Dr David Apuuli, director-general of the Uganda AIDS Commission, warned that marital sex accounted for 42 percent of new infections as the country’s prevalence rate begins to climb after years of stagnation.
AIDS policymakers are now turning their attention to the phenomenon of HIV discordant couples – where one partner is HIV-positive and the other negative. Preventing HIV transmission among these couples, when most are unaware of their status, has become a critical new area of focus …
… Could it be non-sexual transmission? “Is it that women are more likely using unsafe medical injections? Could it be that? Is it because women are exposed to unsafe health practices during delivery or childbirth? We do not find any correlations to support this hypothesis,” he stated.

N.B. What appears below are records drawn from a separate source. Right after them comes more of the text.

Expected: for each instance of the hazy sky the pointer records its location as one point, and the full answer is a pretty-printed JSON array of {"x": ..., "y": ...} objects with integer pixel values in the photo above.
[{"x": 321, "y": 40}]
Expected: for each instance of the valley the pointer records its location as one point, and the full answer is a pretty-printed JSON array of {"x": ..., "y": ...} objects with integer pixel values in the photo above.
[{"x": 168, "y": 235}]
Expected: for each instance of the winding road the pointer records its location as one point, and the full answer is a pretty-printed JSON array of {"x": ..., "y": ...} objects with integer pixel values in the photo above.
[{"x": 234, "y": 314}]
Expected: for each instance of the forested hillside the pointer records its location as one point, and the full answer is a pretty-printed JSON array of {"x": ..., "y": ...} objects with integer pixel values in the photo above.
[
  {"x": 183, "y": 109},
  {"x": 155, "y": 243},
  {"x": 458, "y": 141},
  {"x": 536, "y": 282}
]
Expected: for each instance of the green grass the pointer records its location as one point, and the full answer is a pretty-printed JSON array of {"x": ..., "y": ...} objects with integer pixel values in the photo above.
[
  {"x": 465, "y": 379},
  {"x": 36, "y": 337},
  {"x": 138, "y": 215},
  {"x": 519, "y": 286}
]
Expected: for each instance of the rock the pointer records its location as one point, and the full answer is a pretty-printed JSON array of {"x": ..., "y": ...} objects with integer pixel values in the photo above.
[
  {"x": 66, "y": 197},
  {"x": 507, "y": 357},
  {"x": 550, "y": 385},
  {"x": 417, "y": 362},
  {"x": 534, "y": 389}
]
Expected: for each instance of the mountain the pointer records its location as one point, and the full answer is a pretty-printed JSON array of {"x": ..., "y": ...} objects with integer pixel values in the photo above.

Rebecca Bunnell, of the US Center for Disease Control and Prevention (CDC) in Kenya, called for more research before any conclusions were reached, and suggested that the rates of infection in young women, which were three to 10 times higher than those of men, still needed to be fully accounted for.
“We really need to look at the data objectively, without making it a gender issue, without making it a blame game,” Mishra said. “[Let's] see the data and see how best to design the programmes.”